One end of a long string of linear mass dnesity `8.0xx10^(-3)kgm^(-1)` is connected to an electrically driven tuning fork of frequency 256 Hz. The other end passes over a pulley and is tied to a pan containing a mass of 90 kg. The pulley end absorbs all the incoming energy so that reflected waves at this end have negligible amplitude. At `t=0` the left end (fork end) of the string `x=0` has zero transverse displacement `(y=0)` and is moving along positive y-direction. The amplitude of the wave is 5.0 cm.

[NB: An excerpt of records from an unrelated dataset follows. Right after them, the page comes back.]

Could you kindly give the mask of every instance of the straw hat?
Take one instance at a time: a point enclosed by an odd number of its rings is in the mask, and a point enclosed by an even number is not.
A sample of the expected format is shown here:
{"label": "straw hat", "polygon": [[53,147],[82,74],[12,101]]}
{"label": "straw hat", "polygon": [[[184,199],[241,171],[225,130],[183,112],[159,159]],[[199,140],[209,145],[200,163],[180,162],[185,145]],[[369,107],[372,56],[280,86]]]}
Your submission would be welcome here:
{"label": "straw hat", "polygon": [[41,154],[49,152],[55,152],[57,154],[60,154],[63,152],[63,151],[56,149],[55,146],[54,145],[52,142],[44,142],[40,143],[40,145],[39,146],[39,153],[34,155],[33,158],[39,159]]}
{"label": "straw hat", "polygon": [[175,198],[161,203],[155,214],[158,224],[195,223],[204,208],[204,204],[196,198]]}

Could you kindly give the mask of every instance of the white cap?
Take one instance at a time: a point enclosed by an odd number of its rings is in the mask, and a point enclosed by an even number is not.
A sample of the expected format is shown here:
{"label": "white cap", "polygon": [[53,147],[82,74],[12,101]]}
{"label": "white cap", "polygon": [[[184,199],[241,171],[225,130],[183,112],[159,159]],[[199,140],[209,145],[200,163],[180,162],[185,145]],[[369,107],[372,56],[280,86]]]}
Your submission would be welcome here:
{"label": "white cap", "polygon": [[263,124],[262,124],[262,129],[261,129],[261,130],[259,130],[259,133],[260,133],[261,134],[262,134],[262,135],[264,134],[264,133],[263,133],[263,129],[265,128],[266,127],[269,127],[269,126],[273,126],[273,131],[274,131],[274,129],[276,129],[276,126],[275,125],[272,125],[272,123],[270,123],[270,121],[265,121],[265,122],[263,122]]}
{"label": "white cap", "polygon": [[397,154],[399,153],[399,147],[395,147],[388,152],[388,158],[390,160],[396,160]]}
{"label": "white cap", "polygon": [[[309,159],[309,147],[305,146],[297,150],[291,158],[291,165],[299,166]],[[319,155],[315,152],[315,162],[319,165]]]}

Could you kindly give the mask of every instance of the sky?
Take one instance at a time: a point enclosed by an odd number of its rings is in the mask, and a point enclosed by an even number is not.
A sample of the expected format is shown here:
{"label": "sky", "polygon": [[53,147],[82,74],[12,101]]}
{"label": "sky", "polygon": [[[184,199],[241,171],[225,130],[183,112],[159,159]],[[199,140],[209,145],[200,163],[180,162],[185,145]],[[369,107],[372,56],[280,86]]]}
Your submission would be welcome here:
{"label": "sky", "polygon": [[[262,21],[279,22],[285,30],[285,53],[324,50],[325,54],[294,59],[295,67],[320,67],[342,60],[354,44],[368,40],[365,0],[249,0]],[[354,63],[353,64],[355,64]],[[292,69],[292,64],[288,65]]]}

Write down the transverse displacement y as function of x and t that describest the wave on the string.

Answer 1

Here,`m=8.0xx10^(-3)kgm^(-1), v=256Hz, T-90kg=90xx9.8-882N`
Amplitude of wave, `r=5.0cm -0.05m.`
As, the wave propagating along the string is a transverse travelling wave, the velocity of the wave is given by
`upsilon=sqrt((T)/(m))=sqrt((882)/(8.0xx10^(3)))=3.32xx10^(2)ms^(-1)`
`omega =2piv=2xx(22)/(7)xx256=1.61xx10^(3)rad//s`
`lambda=(upsilon)/(v)=(3.32xx10^(2))/(256)m`.
Propagation constant, `k=(2pi)/(lambda)=(2xx3.142xx256)/(3.32xx10^(2))=4.84m^(-1)` As, the wave is propagating along positive x direction, the equation of the wave is
`y(x,t)=rsin(omegat-kx)=0.05sin(1.61xx10^(3)t-4.84x)`
Here, x, y are in metre and t is in second.